Now, even the Court of the Restoration had its codes of etiquette—more particular, in some odd ways, than to-day’s—and among them was none which permitted a prince of the blood royal to condescend to social intercourse with a young married woman without danger to her reputation. Arran, to be sure, knew this well enough, shallow dandiprat as he was, and the slight qualm he felt over the proposition was evidence of a certain suspicion awakened in him for the first time. But it was faint, and no proof against his vanity. He was not so base as to design any deliberate treachery to his own flesh and blood; but his conscience was an indeterminate quantity, easily at the mercy of any plausible rascal. He considered, and decided that the inclusion of himself in the Duke’s suggestion was the surest proof that there could be no arrière pensée behind it. An intrigant, bent on some nefarious conquest, would not propose a brother to assist him in his purpose. He gave a little embarrassed laugh, nevertheless, and hung his foolish head.

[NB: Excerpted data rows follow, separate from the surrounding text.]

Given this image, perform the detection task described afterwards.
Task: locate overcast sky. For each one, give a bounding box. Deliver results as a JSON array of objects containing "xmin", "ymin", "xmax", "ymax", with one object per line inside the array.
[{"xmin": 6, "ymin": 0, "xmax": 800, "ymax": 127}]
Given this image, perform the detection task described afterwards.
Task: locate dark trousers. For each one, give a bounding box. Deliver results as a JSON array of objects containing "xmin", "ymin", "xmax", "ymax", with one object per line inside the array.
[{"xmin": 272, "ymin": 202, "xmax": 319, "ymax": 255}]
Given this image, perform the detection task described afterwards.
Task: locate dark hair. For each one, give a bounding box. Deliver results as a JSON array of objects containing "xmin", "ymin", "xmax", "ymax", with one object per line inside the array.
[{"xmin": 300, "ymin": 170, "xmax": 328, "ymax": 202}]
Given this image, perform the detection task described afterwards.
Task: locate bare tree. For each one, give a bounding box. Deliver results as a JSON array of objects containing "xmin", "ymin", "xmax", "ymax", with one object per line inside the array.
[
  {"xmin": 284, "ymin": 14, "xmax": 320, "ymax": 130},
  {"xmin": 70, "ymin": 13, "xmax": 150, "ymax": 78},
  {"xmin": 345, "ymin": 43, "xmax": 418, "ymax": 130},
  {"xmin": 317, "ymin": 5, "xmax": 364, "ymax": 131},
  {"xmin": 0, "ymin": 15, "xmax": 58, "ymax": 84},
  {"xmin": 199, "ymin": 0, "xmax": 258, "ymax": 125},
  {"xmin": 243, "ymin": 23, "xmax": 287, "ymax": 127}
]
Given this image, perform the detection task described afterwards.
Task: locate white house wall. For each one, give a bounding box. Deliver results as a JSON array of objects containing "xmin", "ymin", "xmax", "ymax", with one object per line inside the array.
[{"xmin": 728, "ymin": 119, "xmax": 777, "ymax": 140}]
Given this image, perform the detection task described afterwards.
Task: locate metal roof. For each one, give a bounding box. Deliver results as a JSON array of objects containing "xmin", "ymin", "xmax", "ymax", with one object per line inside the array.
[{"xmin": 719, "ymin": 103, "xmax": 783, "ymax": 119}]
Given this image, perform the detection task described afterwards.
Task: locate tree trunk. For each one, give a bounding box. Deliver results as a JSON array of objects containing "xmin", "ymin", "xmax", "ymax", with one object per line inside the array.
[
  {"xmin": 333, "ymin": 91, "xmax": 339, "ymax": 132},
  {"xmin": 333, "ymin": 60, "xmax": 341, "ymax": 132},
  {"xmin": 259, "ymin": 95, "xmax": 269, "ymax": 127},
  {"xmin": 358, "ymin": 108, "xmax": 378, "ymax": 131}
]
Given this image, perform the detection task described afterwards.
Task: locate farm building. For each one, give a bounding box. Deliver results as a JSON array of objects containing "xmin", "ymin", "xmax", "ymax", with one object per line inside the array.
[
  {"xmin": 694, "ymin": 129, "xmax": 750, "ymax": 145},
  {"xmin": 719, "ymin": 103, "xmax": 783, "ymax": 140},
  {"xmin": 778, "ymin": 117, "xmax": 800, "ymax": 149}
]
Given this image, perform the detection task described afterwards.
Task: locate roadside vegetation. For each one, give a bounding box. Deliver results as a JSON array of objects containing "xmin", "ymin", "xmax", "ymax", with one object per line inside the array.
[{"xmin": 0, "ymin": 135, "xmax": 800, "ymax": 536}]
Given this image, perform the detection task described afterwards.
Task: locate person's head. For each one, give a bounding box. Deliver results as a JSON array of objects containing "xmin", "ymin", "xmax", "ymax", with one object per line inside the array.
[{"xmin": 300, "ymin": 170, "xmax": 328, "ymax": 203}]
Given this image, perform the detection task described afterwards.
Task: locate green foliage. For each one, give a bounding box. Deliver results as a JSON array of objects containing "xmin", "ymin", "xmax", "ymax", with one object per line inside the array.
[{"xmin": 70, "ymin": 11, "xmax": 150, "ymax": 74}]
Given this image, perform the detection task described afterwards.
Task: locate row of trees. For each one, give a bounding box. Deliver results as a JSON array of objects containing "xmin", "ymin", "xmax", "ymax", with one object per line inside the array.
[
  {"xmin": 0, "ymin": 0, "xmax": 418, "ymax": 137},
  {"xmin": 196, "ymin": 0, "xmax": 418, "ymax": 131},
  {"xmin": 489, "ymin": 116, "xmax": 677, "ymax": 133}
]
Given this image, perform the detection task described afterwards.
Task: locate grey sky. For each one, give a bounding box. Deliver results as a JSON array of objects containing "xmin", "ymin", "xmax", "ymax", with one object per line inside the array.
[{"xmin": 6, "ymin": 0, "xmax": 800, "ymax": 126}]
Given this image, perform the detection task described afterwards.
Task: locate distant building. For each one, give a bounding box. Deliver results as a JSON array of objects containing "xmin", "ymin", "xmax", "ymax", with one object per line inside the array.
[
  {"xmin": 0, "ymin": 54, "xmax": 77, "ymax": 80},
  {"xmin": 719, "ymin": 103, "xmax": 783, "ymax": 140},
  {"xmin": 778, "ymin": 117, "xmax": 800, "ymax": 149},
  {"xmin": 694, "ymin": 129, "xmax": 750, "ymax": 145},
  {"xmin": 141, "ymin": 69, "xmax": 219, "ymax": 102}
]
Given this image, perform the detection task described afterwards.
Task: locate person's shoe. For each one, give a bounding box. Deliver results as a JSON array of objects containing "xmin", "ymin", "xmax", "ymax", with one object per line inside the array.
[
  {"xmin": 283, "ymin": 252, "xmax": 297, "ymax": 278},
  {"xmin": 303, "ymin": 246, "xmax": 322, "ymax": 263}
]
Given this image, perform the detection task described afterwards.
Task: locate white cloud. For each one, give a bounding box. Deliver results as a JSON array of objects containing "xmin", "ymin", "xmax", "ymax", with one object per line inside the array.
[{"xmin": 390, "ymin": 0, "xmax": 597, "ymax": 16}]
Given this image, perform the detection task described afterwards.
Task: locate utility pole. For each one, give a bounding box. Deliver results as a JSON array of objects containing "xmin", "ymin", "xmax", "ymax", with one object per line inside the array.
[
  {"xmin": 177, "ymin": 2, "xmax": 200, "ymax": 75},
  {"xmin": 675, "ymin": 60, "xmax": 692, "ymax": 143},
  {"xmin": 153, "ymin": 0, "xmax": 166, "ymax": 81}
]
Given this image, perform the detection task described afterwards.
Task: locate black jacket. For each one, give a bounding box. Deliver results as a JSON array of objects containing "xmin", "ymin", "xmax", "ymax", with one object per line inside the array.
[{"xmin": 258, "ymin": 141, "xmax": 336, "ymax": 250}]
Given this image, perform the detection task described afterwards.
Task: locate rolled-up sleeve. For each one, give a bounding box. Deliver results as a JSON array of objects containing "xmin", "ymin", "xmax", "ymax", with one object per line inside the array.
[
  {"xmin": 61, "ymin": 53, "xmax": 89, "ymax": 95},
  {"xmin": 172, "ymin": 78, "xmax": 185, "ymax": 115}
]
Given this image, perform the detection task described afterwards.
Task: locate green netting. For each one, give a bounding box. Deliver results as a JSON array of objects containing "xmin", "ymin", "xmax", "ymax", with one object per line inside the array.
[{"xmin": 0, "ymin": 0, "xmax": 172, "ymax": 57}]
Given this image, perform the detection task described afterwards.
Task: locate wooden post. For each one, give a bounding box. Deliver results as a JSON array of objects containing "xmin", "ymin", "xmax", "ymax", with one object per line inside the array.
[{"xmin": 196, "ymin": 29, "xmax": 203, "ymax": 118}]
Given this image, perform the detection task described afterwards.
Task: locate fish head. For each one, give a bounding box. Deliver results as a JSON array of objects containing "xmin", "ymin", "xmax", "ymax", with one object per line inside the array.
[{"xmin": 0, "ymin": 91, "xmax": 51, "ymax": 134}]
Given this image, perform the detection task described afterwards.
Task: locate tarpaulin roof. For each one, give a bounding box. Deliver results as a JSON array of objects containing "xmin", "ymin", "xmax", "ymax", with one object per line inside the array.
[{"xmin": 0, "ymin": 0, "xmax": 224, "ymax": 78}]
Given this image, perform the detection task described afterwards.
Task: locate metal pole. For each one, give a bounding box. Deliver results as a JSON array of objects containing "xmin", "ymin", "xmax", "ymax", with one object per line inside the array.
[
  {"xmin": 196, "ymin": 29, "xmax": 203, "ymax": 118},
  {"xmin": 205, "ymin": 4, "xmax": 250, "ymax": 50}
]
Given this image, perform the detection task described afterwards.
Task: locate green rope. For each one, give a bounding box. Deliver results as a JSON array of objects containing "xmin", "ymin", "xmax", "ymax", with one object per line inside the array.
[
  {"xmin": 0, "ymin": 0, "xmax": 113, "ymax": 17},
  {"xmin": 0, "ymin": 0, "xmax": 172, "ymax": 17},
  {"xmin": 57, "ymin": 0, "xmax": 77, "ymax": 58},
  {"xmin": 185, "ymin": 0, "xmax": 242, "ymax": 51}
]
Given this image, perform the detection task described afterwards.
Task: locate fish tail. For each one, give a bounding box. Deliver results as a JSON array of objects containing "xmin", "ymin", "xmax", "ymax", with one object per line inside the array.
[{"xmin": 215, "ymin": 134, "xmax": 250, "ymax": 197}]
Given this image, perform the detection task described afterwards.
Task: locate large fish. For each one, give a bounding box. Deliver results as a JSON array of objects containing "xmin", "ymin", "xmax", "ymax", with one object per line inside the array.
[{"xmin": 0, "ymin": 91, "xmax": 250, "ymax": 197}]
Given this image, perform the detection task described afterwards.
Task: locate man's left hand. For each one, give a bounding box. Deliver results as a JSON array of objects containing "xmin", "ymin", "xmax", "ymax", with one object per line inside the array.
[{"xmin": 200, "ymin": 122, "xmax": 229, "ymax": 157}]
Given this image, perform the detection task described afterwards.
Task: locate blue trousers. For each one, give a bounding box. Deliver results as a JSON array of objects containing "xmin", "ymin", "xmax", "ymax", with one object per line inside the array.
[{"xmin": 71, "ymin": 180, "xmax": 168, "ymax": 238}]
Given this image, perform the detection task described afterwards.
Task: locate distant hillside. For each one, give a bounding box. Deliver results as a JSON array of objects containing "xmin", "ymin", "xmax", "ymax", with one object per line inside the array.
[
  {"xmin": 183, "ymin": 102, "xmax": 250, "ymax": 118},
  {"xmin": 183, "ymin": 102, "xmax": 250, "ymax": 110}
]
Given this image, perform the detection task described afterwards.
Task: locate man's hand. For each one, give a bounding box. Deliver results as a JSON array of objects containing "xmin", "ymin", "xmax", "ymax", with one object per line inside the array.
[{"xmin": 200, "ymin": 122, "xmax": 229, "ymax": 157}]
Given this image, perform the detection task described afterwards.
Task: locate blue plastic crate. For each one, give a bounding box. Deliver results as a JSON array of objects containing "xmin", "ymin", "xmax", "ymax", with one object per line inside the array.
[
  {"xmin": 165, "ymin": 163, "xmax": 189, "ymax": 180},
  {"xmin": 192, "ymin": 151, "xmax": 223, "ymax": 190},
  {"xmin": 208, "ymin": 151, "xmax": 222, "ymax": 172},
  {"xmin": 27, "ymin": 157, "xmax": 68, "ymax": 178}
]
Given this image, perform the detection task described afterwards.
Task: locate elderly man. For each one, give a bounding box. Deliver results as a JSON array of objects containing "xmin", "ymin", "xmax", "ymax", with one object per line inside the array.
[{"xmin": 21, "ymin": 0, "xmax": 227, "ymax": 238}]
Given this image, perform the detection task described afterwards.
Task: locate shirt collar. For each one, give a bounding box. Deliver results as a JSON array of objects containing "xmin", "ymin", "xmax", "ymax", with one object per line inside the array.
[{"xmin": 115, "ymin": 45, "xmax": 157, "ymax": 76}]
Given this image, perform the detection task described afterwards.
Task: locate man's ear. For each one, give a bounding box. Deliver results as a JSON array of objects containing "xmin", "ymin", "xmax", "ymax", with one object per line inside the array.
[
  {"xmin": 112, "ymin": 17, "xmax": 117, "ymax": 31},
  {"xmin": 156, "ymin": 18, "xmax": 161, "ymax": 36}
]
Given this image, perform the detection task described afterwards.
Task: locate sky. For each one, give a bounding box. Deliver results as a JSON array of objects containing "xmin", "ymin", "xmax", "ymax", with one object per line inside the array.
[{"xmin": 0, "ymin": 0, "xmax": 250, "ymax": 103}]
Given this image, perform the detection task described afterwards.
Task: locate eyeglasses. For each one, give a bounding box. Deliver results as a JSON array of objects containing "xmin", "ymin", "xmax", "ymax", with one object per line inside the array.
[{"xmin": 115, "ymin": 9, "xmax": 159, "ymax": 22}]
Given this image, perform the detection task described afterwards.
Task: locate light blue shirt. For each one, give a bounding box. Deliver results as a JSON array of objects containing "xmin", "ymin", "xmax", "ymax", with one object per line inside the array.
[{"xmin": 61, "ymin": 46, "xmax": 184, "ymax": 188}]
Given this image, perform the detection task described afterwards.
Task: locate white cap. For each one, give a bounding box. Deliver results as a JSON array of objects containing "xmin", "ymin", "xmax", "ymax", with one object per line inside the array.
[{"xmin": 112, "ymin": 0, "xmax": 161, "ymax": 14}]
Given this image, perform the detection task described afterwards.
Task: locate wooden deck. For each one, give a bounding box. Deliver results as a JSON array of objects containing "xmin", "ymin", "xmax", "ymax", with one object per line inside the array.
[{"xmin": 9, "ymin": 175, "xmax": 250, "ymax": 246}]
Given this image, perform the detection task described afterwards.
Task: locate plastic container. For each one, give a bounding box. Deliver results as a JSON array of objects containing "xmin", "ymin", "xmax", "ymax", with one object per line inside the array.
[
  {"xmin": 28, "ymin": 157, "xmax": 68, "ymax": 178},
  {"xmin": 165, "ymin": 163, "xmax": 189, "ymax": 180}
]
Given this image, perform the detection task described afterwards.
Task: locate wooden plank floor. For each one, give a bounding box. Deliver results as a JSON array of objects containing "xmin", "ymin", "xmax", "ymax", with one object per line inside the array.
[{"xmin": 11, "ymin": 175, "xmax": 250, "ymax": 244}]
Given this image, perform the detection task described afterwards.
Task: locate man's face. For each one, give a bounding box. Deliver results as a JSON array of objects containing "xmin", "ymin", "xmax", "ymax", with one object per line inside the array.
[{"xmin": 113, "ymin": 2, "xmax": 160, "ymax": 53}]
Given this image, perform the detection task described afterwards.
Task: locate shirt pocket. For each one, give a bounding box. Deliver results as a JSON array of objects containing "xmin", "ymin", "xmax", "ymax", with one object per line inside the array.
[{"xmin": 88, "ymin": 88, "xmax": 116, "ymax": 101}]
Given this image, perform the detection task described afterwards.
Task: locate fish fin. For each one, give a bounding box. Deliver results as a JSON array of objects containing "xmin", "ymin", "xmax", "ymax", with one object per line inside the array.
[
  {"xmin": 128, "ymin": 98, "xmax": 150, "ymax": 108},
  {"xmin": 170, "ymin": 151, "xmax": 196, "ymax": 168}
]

“If your Highneth thinkth it worth your Highnetheth while,” he said.

“Worth, my lord, worth?” said the Duke warmly. “What is this genius of yours worth, if not the most perfect of mediums through which to give itself expression?”

“You are very good.”

“I am very impatient, and shall continue so, until we have given effect to this arrangement.”

CHAPTER XII

Little Lady Chesterfield sat in her private boudoir, looking out on a glowing section of the palace gardens. Thirty feet away a marble basin, shaped like a tazza, bubbled with a tiny jet of water; and on the rim of the basin, as if posed for a picture, sat a single peacock. Great white clouds loitered in a sapphire sky, a thousand flowers starred the beds, the box borders were lush with growth, and all between went a maze of little paths, frilled with green sweetness. It was an endearing prospect, spacious and peaceful, hardly ruffled by the murmurs of the great life in whose midmost it was cloistered; yet small consciousness of its tranquillity was apparent in the blue eyes whose introspective vision reflected only the mists and turbulence of a troubled heart.